Why did scientists wonder, isn’t Uranus the same?

This is an intriguing question. The two outermost planets of our solar system, Uranus and Neptune, are both ice giants—cold worlds composed of part gas, part ice with similar chemical compositions.

Uranus is 15 times Earth’s and Neptune 17 times. And they’re both about four times the size of Earth, with Uranus slightly larger.

Yet the two worlds look decidedly different. Uranus first appeared with NASA’s transit Voyager 2 spacecraft In 1986, it is a featureless light blue blotch. When that same spacecraft encountered Neptune in 1989, it revealed a world with the strongest winds in the solar system, tearing apart a royal blue atmosphere. giant storms and even a mysterious dark spot. Why the difference?

Patrick Irwin, a planetary physicist at the University of Oxford, and his colleagues have now developed an answer. They put together a detailed understanding of each world’s atmosphere using the Gemini North telescope in Hawaii. Hubble space telescope and other observations.

Both worlds are blue because they have methane in their atmospheres, which absorbs the red color from sunlight. But a significant middle layer of methane haze on Uranus appeared to be twice as thick as the layer on Neptune. It is the presence of this additional haze that leads to different appearances.

Dr. “This haze is kind of whitish in appearance,” Irwin said. “This is why Uranus looks paler than Neptune.”

Research Published Tuesday Journal of Geophysical Research: Planets.

The finding makes sense, said planetary scientist Imke de Pater of the University of California at Berkeley. “The methane abundances on the two planets are very similar,” he said. “Something needs to explain the difference in color.”

The reason Uranus has a thicker layer of haze than Neptune may be the result of a giant impact early in its life that turned the planet sideways, says planetary scientist Leigh Fletcher of the University of Leicester in England. paper.

“All its internal energy and heat sources could have been released in this enormous collision,” he said. “So what you see today is a more stable world.”

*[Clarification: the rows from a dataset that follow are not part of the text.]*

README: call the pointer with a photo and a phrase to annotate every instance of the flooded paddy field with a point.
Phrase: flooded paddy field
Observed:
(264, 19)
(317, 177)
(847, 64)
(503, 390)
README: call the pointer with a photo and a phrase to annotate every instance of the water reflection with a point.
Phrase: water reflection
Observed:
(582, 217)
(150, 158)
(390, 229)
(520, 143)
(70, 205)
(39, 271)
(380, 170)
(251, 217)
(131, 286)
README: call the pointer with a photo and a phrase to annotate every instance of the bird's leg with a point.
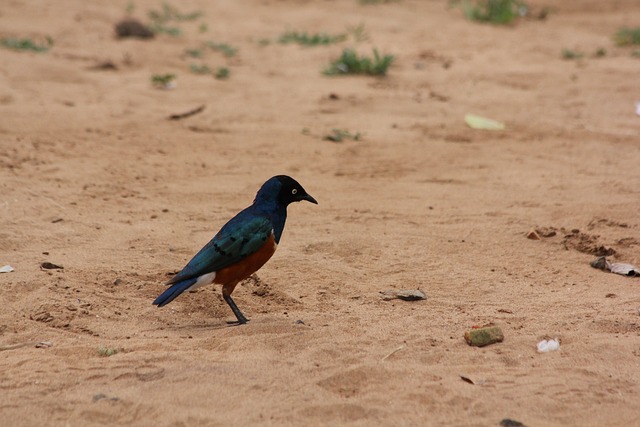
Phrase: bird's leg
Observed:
(226, 294)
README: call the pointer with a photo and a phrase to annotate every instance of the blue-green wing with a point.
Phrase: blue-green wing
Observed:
(239, 238)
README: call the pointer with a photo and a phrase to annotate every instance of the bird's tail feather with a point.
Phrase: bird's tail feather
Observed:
(176, 289)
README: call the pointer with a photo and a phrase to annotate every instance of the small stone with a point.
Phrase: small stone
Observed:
(484, 336)
(50, 266)
(533, 235)
(403, 294)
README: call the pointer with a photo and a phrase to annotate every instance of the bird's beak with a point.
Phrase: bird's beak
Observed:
(308, 198)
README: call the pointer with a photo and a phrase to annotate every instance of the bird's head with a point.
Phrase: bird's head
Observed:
(284, 190)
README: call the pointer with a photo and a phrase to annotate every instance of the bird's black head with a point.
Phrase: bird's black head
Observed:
(291, 191)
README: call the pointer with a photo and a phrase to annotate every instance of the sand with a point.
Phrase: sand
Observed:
(95, 178)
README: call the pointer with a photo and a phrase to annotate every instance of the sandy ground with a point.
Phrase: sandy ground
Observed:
(94, 177)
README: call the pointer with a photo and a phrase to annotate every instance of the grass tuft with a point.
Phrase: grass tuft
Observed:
(627, 36)
(26, 44)
(571, 54)
(163, 81)
(500, 12)
(226, 49)
(306, 39)
(170, 13)
(350, 63)
(107, 351)
(199, 69)
(339, 135)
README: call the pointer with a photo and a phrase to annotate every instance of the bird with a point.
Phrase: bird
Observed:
(242, 246)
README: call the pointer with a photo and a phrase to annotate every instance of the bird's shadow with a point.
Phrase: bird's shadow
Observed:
(208, 326)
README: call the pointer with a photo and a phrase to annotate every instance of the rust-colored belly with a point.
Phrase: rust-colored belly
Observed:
(245, 268)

Both worlds would lose haze as the methane ice pulled it into the lower atmosphere and fell as methane snow. But on the more active Neptune, methane snow falls more often, leading to a thinner layer of haze.

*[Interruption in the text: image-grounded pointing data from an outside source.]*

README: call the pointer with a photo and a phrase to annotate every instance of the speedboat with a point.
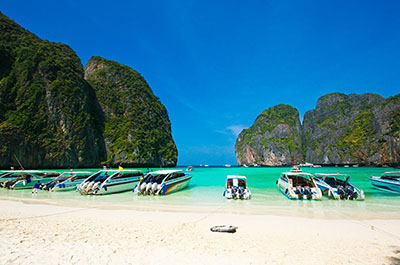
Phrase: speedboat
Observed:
(306, 165)
(236, 188)
(66, 181)
(337, 186)
(389, 181)
(25, 179)
(298, 186)
(162, 182)
(295, 169)
(109, 181)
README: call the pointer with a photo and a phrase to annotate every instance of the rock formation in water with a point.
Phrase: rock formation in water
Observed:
(353, 129)
(342, 129)
(49, 114)
(137, 127)
(273, 140)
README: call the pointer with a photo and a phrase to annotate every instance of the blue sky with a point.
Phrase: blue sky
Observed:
(216, 65)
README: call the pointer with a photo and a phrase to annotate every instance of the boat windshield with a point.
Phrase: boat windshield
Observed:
(235, 182)
(123, 175)
(391, 176)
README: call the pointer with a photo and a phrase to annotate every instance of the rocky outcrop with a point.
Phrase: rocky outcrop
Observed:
(137, 127)
(273, 140)
(353, 129)
(49, 115)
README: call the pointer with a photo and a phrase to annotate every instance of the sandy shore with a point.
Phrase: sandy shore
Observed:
(48, 234)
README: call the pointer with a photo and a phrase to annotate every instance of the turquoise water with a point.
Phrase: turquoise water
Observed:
(207, 185)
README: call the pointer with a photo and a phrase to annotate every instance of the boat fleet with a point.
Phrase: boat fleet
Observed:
(295, 184)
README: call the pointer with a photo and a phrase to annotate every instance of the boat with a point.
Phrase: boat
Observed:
(66, 181)
(298, 186)
(236, 188)
(162, 182)
(389, 181)
(25, 179)
(337, 186)
(306, 165)
(109, 181)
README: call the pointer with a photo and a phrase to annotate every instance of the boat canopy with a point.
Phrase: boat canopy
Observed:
(331, 175)
(298, 174)
(236, 177)
(165, 172)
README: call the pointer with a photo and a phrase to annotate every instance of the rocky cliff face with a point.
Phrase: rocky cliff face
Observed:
(49, 115)
(342, 129)
(137, 128)
(353, 129)
(273, 140)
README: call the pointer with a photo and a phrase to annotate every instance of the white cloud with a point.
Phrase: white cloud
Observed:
(236, 129)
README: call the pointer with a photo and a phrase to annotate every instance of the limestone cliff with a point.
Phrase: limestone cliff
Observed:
(273, 140)
(137, 127)
(342, 129)
(353, 129)
(49, 115)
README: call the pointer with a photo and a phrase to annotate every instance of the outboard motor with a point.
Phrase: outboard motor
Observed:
(142, 188)
(234, 192)
(95, 188)
(148, 188)
(308, 192)
(300, 191)
(351, 194)
(153, 188)
(341, 191)
(11, 183)
(241, 193)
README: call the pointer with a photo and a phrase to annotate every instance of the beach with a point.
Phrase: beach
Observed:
(34, 232)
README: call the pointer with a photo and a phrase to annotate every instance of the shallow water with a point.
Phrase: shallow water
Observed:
(207, 185)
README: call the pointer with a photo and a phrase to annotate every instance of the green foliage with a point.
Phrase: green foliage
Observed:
(44, 96)
(137, 124)
(262, 132)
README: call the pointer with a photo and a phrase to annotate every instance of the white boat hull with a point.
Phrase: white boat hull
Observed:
(385, 184)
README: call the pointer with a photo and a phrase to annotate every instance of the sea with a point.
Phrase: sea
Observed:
(205, 194)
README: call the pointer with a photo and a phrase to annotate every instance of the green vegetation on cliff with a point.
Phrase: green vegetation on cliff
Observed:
(273, 139)
(137, 128)
(49, 115)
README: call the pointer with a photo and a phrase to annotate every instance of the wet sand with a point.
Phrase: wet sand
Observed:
(32, 233)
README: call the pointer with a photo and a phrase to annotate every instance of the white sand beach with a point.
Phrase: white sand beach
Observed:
(32, 233)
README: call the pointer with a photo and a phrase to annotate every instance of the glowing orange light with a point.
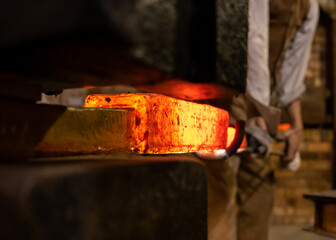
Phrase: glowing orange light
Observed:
(167, 125)
(186, 90)
(284, 127)
(231, 133)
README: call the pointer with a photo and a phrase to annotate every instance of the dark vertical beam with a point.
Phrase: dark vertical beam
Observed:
(331, 31)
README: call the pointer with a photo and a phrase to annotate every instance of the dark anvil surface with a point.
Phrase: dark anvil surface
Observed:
(120, 197)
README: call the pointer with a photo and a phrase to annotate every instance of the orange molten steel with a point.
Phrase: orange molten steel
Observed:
(166, 125)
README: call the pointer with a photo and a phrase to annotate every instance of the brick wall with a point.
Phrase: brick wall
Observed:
(316, 147)
(314, 175)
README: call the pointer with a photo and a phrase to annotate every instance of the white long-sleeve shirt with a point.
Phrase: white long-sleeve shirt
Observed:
(294, 65)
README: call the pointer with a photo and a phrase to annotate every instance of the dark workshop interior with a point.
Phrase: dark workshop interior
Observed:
(107, 109)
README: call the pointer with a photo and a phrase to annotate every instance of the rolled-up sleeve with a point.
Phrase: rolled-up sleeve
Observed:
(258, 76)
(294, 66)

Erich Karkoschka, a planetary scientist at the University of Arizona, said he “wouldn’t make this assumption”, which explains why Uranus’ collision with another object explains why it is less active than Neptune. He suggested that worlds could be physically different enough to account for differences in their atmospheres.

Dr. Irwin said the study could also explain the origin of Neptune’s large and mysterious dark spots.

A future Uranus orbiter and atmospheric probe now top priority for NASA It will be released in the 2030s. This could give scientists more insight into the haze layers and James Webb Space Telescope.

Dr. “There’s still a lot of uncertainty,” Irwin said. “We don’t really know what the particles are made of. The only way to really know what’s going on is to drop a probe into these deep atmospheres.”